Dask Tutorial | Intro to Dask | The Power of Parallel Computing | Module One

Why/When we need parallel computing

  • high data size
  • high processing time

# Create a 665 million row dataset
ddf = dask.datasets.timeseries(
    start="2000-01-01",
    end="2020-12-31",
    freq="1s",
    partition_freq="7d",
    seed=42,
)

# Write it to a parquet file
ddf.to_parquet("big_file.parquet")

# 💀 Pandas can't handle this big dataset (on a machine with 16GB RAM)
# df = pd.read_parquet("big_file.parquet")  # This will give us a memory error if uncommented

# 🎉 Dask can handle it
ddf = dd.read_parquet("big_file.parquet")

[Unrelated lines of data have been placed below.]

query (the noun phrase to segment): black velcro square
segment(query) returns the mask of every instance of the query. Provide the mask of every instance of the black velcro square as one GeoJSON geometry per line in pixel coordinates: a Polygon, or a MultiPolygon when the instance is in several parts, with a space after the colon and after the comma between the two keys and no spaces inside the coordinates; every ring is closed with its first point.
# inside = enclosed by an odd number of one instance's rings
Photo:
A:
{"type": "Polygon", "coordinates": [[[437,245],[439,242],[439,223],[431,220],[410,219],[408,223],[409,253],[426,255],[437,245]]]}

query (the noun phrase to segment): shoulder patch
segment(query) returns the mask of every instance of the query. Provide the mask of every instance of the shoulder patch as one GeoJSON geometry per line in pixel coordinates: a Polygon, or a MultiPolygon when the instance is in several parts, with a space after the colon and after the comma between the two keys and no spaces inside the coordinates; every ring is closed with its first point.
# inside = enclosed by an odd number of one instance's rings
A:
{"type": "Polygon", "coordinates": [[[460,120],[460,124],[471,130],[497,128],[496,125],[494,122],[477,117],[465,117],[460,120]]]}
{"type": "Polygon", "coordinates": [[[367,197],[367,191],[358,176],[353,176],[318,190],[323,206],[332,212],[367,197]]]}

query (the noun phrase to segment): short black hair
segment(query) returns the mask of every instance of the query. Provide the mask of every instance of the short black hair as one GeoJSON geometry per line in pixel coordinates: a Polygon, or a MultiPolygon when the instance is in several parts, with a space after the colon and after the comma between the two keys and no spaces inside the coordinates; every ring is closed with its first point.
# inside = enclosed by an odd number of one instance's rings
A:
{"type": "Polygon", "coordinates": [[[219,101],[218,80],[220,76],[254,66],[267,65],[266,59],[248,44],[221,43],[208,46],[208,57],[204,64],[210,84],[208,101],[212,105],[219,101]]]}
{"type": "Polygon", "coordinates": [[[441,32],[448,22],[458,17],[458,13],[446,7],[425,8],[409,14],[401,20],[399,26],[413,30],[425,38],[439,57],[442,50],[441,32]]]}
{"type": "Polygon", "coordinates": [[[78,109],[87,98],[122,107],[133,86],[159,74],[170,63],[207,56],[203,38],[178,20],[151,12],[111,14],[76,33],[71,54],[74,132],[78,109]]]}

%%time # This is a Jupyter Notebook magic command to measure the execution time of the cell
ddf["id"].nunique().compute()

Why Dask is faster than Pandas

  • Pandas is single-threaded
    • it can only use one CPU core
    • ie. if you have 4 cores, pandas will only use 1/4 of your CPU (the other 3/4 will be idle)
  • Dask is multi-threaded
    • it can use all CPU cores
    • ie. if you have 4 cores, Dask will use all 8 of your CPU
    • it can also use multiple machines (distributed processing)
      • ie. if you have 8 cores on 2 machines, Dask will use all 16 of your CPU

Data Structures

  • Examples
    • pandas + dask = Dask DataFrame
    • numpy + dask = Dask Array
    • scikit-learn + dask = Dask ML
    • xgboost + dask = Dask XGBoost